Es ist eine merkwüdige Zeit. Ende Dezember war ich im LWL Museum für Archäologie in Herne in der Pest-Ausstellung . Eine spannende Ausstellung. Ich hätte nicht gedacht, daß wir nur kurze Zeit später auch hier in Europa eine Pandemie erleben würden. Es ist daher an der Zeit, ein paar Zeilen zu diesem Thema zu schreiben.
Die persönliche Ebene
Wer über einen längeren Zeitraum meine Tweets und/oder Blogbeiträge gelesen hat weiß, daß ich praktisch keine privaten Kontakte mehr zu Menschen habe. Das sind eben die persönlichen Spuren der letzten beiden Jahre. Ich bin tatsächlich nur für mich selbst verantwortlich, andere Menschen gibt es in meinem privaten Umfeld nicht. Insofern fällt mir der Gedanke des „Social Distancing“ sehr leicht. Da ist ja nichts, was ich ändern muß. Mit Anfang 50 ohne (bekannte) Vorerkrankungen ist mein persönliches Risiko eines schweren Verlaufs vermutlich eher gering. Aber natürlich gibt es dafür keine Garantie. Der Gedanke an den Tod bereitet mir jedoch keine Angst. Wenn es denn „jetzt“ sein soll, dann ist das halt so. Was ich für mich persönlich allerdings nicht in Ordnung fände – wenn ich das Risiko für Euch und Eure Angehörigen und Freunde erhöhe. Es ist eben auch meine Verantwortung mit dazu beizutragen, daß es Euch und Euren Angehörigen und Freunden „gut“ geht. Ich habe daher keine weiteren Theaterkarten gebucht, keine Ausstellungen besucht und auch die Nutzung des ÖPNV auf notwendige Wege beschränkt. Mit diesem Verzicht versuche ich dazu beizutragen, die Ausbreitung zu verlangsamen („flatten the curve“). Ja, für mich ist das ein Verzicht, denn Theaterbesuche waren in den letzten beiden Jahren mein größtes Vergnügen. Gleichzeitig bin ich dankbar, daß ich so viele schöne Aufführungen und Veranstaltungen erlebt habe und ich freue mich darauf, das auch irgendwann wieder machen zu können. Es ist meine Entscheidung und es ist für mich so vollkommen in Ordnung. Ich werde jetzt also endlich mal richtig aufräumen (wer es glaubt ….) und die vielen ungelesenen Bücher lesen (schon eher……).
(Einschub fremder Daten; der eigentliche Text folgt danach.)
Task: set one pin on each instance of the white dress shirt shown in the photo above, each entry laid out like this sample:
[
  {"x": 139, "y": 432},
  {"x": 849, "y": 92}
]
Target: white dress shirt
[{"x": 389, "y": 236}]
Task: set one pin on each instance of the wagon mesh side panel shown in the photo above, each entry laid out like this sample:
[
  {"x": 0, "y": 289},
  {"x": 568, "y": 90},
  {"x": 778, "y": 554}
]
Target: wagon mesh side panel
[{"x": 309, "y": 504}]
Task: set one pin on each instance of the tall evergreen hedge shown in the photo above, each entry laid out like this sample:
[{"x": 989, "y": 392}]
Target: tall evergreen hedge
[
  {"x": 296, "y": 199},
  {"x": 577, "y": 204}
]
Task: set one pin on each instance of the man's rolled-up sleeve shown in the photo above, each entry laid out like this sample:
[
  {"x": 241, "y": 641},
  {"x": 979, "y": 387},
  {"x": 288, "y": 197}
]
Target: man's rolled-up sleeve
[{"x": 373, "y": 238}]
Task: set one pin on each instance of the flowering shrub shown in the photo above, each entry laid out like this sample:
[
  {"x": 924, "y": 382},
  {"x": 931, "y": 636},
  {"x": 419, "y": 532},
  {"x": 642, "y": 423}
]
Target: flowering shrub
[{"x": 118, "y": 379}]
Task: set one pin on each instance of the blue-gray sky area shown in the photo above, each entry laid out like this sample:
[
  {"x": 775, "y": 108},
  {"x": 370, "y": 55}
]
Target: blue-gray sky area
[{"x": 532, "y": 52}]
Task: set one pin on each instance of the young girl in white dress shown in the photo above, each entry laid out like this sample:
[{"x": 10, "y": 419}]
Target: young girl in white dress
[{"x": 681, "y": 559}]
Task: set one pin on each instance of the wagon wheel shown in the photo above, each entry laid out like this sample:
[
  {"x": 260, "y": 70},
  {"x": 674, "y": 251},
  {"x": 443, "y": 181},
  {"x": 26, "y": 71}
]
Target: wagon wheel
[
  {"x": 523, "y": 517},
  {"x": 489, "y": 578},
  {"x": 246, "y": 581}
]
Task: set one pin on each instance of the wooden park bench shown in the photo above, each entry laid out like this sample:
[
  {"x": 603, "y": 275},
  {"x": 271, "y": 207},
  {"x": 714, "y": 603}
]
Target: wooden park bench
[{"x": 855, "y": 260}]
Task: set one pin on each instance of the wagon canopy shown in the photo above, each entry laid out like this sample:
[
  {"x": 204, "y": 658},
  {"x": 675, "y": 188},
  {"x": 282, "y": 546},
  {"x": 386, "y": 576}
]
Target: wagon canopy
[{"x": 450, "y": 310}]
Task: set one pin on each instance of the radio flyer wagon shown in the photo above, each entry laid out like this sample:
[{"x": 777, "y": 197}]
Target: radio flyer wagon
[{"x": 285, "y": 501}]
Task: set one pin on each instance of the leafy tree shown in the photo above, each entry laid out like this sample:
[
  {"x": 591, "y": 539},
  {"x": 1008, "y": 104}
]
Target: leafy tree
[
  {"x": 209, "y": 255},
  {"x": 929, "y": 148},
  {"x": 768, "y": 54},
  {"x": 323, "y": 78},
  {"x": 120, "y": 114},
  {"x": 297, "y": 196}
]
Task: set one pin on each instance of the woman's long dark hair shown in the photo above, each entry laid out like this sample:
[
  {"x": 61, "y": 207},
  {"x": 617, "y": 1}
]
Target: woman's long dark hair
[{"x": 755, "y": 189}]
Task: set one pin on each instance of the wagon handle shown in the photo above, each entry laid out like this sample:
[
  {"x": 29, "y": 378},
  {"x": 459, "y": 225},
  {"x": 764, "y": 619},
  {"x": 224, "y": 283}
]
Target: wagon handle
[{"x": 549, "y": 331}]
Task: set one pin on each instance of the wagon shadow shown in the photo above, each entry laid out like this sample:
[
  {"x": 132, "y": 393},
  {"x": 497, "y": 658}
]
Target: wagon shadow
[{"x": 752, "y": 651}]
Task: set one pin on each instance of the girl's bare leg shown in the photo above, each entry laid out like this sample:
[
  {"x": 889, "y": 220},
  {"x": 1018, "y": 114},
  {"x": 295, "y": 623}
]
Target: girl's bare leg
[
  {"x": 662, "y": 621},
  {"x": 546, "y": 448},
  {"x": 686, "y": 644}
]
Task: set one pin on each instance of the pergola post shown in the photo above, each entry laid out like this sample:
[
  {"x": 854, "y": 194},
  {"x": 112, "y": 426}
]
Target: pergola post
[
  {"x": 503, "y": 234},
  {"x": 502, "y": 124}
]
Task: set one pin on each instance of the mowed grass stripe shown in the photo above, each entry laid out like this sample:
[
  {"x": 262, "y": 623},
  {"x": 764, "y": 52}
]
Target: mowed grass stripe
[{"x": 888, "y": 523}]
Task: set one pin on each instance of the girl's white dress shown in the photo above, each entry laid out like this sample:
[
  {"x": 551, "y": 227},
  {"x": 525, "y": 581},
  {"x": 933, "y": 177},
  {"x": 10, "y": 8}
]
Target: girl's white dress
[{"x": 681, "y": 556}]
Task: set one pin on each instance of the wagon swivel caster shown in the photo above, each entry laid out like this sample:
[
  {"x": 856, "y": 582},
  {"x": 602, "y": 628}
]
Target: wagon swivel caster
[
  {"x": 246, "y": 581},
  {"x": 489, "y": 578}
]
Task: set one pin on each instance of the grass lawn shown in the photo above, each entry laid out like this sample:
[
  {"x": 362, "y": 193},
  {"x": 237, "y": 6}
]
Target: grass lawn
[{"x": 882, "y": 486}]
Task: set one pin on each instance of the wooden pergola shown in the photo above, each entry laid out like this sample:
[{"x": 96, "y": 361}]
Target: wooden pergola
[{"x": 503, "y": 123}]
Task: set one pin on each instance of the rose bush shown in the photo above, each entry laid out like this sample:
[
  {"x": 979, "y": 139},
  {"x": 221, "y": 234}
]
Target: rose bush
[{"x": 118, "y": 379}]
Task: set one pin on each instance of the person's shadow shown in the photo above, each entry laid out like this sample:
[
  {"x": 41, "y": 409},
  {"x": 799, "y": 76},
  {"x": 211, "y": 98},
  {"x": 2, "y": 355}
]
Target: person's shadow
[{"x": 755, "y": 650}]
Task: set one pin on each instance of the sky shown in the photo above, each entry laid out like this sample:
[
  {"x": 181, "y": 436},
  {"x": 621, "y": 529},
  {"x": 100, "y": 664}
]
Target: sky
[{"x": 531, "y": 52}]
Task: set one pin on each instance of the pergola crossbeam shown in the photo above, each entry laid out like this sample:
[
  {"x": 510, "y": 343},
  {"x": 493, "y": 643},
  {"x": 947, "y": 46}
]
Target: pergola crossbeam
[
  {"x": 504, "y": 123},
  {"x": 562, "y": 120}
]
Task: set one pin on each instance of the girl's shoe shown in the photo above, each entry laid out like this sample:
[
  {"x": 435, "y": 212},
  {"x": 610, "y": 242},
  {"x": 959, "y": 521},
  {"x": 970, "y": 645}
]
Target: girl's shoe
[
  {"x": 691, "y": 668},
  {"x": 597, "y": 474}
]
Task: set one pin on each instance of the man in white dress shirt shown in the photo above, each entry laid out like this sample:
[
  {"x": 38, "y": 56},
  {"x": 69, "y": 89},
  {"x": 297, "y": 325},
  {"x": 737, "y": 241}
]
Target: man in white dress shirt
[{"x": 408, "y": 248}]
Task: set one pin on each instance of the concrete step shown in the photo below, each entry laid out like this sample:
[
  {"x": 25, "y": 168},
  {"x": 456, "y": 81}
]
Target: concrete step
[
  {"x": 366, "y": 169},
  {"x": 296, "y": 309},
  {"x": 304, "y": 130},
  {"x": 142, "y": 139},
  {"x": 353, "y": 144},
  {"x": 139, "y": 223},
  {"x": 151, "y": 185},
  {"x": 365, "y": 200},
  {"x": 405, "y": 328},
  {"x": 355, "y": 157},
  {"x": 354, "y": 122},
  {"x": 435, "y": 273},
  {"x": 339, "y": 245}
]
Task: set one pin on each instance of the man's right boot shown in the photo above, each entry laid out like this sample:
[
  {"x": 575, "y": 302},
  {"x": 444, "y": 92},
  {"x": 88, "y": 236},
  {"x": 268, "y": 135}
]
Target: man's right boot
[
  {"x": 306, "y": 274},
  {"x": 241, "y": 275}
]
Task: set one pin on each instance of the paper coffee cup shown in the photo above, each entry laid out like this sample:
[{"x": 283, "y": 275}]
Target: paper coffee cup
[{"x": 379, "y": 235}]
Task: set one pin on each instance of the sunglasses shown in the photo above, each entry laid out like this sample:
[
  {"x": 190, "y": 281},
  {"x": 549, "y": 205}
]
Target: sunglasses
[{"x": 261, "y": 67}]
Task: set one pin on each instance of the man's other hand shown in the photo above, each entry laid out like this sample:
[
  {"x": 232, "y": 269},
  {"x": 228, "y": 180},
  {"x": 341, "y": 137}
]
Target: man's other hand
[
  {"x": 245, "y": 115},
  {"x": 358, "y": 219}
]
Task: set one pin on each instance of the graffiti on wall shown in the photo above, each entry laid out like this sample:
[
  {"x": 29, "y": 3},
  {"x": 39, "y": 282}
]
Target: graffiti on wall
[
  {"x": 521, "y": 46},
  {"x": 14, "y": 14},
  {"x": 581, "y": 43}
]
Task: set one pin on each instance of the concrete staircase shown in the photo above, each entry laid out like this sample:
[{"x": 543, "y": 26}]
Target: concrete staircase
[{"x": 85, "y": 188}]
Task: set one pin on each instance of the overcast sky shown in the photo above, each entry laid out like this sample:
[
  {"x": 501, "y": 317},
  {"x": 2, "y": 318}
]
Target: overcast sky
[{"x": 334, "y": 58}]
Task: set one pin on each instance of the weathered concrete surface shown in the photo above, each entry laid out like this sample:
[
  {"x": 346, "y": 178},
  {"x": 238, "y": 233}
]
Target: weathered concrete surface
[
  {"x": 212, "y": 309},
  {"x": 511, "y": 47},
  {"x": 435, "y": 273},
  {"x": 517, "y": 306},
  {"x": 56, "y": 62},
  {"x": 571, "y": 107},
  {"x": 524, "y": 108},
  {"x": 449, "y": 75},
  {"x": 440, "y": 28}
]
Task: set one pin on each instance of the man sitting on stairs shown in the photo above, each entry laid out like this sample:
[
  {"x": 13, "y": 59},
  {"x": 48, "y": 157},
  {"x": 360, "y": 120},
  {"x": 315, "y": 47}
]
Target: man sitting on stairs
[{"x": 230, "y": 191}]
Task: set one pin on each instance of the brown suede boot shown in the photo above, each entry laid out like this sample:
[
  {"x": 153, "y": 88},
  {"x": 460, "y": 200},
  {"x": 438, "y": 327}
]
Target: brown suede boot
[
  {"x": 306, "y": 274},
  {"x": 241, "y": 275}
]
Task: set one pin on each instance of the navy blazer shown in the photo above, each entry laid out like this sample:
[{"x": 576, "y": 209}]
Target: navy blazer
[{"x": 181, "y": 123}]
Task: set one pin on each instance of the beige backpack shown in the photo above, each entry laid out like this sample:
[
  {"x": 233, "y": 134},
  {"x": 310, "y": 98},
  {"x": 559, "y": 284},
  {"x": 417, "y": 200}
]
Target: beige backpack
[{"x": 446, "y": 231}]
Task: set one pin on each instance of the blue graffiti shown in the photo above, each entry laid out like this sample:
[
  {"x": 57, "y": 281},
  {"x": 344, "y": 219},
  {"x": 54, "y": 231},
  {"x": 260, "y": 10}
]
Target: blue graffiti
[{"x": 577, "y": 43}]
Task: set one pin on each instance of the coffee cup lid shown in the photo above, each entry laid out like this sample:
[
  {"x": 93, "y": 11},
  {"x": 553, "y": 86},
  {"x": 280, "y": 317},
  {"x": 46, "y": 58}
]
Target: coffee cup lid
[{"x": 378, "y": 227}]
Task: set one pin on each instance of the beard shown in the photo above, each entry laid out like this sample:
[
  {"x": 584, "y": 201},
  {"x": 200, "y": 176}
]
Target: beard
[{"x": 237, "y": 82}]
Die gesellschaftliche Ebene
Ich habe die Diskussionen, Tweets, Beiträge etc. rund um das Thema Coronavirus sehr intensiv verfolgt. Nicht aus Panik, nicht einmal wirklich aus Angst, eher aus großem Interesse. Manche Äußerungen haben mich irritiert und geärgert (oft, weil es stark vereinfachende Äußerungen waren), manche Informationen waren schwer verständlich, manche Beiträge fand ich sehr hilfreich. Es ist tatsächlich unheimlich schwierig, das richtige Maß zwischen notwendiger Vorsicht und maßloser Übertreibung zum jeweils richtigen Zeitpunkt zu finden. Daher bin ich für die vielen Quellen dankbar, die die notwendigen Informationen in einer für mich verständlichen Form aufbereiten. Beispielhaft möchte ich hier die Beiträge von Spektrum (danke an @fischblog) und die mittlerweile auch als Transkript verfügbaren Gespräche des NDR mit Christian Drosten erwähnen. Es ist gut und hilfreich, daß Menschen sich die Zeit nehmen, ihr Wissen mit anderen Menschen zu teilen.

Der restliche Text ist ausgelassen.